明治末から戦前にかけて田端に存在した天然自笑軒について色々情報が集まってきた。
まずは、「天然自笑軒引札」*1を書いた森鴎外の日記。
大正7年5月13日 月。驟雨。参館。往天然自笑軒。修賀古啓小祥也。
「賀古啓」は賀古鶴所の妻で、一年前に亡くなっている。その一周忌が自笑軒で開かれたということらしい。自笑軒では、芥川龍之介の死後、河童忌の法要が自笑軒の空襲による焼失まで開催されることになる。
坪内逍遥の日記にも出てくる。
大正7年10月17日 日高只一 来廿日 田端自笑亭小会の件につき来る
10月18日 日高 明後二十日の会延期
日暮里に住んでいた野上弥生子の日記には、
大正14年9月13日 朝鶴田氏来訪。引きつづいて大嶋氏来訪。お昼に自笑軒に招待する。
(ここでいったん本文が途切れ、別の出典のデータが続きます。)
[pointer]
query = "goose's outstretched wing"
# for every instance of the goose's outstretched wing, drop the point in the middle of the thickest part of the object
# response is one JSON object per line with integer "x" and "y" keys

大島氏法政の借金のことで(彼の義父平尾氏より)わざわざ来て下すつたのである。
この他、『文藝時代』1巻2号(大正13年11月)所収の「同人相互印象記(十月六日田端自笑軒に於ける同人会席上の寄せ書き)」に、名前のあがっているのは、片岡鉄平、南幸夫、川端康成、佐々木茂索、中河与一、酒井真人、加宮貴一、佐佐木味津三、鈴木彦次郎、十一谷義三郎、今東光、諏訪三郎、石浜金作、菅忠雄、横光利一、伊藤貴麿。
*1:「蛙鳴く田端の里、市の塵森越しに避けて茶寮営み、輭居のつれづれ洒落半分に思ひ立ちし庖丁いぢり(後略)」という内容。